Of course, this was before Trump and before all of these threats to defund arts and humanities. Now, to have this kind of dynamic play out around Dana’s painting, it underscores a sense of urgency—what happens if people are demanding that a work is taken off the walls and destroyed, or that we no longer have support for arts and culture by government? If it’s becoming much harder to get the voices of artists out into the world, how much more important are those voices now? And we have seen what happens when the freedom of expression gets closed down—look at what groups historically have called for certain artworks not to be shown, or to be destroyed. Those have been very scary groups.
It’s a strange confluence, this idea of extreme political correctness on one side and extreme anti-intellectualism and xenophobia on the other side. The middle is squeezed between two orthodoxies. At the same time, it’s clear we’re entering a new culture war where the old rules of engagement no longer apply. Why do you think this situation feels so unusual and new?
I think it’s because the speed in which it happens, in terms of debate online, is so much faster than what you would have in traditional media. Think of where these debates typically have occurred in the past. There once were real partisan debates in government, and newspapers and traditional journals would be another site for these conversations, providing a sense of a public commons where one debated various sides of issues. That is no longer happening in these types of venues, the political parties are not speaking to each other, and we’re all consuming our news in bubbles that only show us the type of information we want to see.
Now, in a way, these types of debates are happening in museums—they are some of the last few physical places where people can convene to wrestle with ideas. In that sense, institutions like museums are able to host a more generative conversation. Maybe because we’re not seeing it in these other places, so many people are coming to museums to see artwork and socialize, but also to have a certain forum that doesn’t exist in real space elsewhere.
How has attendance been for the Biennial so far?
Attendance has been great. It’s exciting just to see so many people come to the museum. I haven’t seen numbers yet, but you can feel it, like on a Monday morning when the lines are down the block.
I’m sure many people are making a beeline to the Schutz painting, and I noticed you changed the label to add a note about the controversy and to include a statement by the artist. When did you do that?

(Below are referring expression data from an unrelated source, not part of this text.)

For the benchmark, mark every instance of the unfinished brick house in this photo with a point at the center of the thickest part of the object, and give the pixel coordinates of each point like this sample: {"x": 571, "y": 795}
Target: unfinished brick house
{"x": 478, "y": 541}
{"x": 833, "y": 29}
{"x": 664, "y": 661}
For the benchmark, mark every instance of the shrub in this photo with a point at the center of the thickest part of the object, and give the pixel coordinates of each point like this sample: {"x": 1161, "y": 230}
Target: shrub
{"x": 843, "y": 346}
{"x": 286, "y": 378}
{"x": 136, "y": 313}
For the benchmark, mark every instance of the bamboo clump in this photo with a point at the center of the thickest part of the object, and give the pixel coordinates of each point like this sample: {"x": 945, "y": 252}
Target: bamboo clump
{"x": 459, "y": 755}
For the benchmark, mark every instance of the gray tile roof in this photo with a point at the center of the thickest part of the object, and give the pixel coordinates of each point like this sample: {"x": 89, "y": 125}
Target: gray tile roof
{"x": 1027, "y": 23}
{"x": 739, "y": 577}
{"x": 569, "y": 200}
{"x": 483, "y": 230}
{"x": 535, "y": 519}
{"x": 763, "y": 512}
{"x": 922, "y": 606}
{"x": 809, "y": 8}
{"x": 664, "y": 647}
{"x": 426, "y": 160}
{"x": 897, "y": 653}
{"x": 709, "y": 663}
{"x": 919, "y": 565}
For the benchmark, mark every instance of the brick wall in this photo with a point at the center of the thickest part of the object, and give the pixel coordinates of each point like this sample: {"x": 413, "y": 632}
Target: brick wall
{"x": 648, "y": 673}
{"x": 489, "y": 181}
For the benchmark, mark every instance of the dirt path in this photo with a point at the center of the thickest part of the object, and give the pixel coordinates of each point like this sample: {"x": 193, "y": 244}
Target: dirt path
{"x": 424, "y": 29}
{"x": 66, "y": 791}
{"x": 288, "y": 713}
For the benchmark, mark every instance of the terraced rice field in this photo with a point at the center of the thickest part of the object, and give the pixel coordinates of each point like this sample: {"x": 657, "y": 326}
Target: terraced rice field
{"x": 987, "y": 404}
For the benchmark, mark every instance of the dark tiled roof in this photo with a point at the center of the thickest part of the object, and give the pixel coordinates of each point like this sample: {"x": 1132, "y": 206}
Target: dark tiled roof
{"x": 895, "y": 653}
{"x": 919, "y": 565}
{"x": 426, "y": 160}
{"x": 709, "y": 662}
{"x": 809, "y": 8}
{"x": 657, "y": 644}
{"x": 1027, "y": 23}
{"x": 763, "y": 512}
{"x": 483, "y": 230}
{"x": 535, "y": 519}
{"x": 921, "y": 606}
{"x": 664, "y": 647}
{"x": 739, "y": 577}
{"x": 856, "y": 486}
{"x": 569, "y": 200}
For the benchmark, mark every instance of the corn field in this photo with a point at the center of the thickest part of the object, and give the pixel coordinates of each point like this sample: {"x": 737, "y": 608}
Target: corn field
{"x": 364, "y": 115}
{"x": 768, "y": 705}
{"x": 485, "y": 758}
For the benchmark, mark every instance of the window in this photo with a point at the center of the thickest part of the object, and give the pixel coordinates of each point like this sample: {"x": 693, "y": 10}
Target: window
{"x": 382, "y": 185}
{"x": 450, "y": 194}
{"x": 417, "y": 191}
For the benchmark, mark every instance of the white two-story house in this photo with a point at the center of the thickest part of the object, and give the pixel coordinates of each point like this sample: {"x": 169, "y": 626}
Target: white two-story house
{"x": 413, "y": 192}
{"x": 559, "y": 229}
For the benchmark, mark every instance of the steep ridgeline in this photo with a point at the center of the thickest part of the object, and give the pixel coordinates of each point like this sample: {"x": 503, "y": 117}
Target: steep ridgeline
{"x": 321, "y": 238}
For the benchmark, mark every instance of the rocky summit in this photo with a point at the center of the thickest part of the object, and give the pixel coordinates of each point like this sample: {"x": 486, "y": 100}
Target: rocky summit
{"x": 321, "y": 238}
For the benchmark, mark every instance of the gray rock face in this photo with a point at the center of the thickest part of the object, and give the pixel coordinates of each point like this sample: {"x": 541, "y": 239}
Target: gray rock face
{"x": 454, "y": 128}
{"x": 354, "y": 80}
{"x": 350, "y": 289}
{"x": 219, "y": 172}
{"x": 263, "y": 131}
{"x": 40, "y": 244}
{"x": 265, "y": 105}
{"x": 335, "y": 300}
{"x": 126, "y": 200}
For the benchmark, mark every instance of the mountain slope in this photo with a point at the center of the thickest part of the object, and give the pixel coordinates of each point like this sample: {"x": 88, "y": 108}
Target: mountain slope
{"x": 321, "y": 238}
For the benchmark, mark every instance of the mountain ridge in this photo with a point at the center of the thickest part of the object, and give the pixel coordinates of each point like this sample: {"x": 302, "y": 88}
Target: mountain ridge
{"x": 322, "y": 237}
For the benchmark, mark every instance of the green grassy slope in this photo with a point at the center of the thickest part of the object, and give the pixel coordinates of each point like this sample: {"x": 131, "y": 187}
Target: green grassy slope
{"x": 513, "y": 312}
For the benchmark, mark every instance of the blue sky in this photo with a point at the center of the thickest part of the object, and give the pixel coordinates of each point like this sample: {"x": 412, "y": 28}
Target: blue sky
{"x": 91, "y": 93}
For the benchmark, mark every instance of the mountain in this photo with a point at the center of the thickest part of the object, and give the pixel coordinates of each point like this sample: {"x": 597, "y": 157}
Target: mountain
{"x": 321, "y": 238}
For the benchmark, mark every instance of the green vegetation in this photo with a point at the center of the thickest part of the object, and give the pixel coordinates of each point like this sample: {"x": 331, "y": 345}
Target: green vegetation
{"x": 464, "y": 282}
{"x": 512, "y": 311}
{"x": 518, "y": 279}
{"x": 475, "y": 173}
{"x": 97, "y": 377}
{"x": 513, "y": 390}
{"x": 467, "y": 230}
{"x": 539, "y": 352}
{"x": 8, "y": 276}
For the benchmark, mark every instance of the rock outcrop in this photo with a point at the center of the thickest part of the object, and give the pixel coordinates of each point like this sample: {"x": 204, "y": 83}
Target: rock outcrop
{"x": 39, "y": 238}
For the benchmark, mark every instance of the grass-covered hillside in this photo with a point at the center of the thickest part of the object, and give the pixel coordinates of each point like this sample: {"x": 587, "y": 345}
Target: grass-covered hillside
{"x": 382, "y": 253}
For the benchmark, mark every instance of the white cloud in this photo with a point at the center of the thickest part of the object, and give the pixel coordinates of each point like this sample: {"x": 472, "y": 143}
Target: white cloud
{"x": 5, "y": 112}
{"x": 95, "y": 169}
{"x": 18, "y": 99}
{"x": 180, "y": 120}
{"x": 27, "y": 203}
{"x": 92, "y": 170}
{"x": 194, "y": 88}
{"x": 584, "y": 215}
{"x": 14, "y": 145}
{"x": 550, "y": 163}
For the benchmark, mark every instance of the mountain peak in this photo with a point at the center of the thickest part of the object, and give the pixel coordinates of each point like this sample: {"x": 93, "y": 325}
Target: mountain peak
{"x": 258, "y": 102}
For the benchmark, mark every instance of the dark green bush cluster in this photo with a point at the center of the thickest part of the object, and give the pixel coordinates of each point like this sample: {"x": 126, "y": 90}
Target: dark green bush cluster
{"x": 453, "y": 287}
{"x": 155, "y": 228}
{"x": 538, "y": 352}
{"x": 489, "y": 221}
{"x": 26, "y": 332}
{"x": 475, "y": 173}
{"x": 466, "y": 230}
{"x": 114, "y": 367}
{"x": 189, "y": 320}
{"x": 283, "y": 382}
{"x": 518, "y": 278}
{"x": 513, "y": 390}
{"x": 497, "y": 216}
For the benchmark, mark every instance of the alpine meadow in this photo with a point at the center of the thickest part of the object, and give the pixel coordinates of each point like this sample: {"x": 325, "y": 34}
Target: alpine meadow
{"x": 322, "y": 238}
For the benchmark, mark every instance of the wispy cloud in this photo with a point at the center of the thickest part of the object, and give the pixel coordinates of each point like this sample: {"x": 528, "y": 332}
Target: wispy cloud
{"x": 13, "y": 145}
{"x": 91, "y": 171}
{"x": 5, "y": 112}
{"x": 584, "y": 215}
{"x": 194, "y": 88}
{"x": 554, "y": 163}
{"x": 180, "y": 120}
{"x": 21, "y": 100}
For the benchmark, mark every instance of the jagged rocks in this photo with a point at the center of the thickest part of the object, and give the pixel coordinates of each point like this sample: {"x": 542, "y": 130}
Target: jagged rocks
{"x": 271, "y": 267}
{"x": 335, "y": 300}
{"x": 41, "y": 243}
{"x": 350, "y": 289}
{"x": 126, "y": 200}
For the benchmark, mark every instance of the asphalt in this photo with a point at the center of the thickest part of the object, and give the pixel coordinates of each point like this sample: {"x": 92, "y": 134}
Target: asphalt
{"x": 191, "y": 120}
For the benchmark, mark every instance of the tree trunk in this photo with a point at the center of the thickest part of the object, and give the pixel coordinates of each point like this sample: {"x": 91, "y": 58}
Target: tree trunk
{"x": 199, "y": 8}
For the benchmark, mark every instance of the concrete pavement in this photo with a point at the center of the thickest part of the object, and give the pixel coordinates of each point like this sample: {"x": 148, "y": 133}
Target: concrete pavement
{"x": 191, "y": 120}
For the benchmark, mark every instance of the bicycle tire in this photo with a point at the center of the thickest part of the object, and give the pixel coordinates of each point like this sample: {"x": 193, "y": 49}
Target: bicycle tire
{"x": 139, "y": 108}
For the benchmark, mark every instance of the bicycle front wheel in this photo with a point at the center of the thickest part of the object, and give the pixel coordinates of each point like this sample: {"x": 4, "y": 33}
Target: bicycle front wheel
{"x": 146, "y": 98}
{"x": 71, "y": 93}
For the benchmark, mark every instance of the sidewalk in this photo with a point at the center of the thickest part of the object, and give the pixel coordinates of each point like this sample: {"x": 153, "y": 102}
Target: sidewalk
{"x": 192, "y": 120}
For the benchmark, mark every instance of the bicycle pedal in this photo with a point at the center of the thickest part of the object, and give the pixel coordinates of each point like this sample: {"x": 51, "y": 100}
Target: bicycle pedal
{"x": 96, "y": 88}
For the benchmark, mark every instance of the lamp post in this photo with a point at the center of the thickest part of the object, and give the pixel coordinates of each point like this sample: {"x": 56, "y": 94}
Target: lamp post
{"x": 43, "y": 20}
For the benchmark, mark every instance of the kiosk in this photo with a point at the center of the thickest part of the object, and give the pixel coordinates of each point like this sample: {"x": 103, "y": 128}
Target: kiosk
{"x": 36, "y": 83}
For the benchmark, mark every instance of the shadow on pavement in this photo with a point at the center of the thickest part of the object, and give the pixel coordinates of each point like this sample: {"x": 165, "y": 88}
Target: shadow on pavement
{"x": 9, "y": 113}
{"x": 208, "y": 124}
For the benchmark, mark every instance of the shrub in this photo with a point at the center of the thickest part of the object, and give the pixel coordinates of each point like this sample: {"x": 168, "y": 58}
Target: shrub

When we met with Parker Bright, one thing he said was that there wasn’t enough context for the painting, and so we provided more context. We took that to heart and we provided more context. We realized we needed to provide more information, but also to take note that there is protest and debate around the work, and to add reasons why, as curators, Mia and I chose to put this work in the show. We understood that was important.
Have you been in contact with Hannah Black?
Not directly, no.
Do you think this controversy is going to define the Biennial? And, if so, are you okay with that?
What will be talked about, or written, or what defines the Biennial is not up to me. We are the co-curators of the Biennial, but it tells its story, and it’s up to other people to interpret what the show is saying.
Have you learned anything new about the way that art is functioning today?
You know, it feels good that people are paying attention, that people really care about the Biennial. If people are really going to think hard, to debate and talk both within the galleries and outside the museum, that’s a great thing—and that’s what’s been so exciting. People do care, and care deeply, no matter what perspective and what your take is on the show. We need more of that.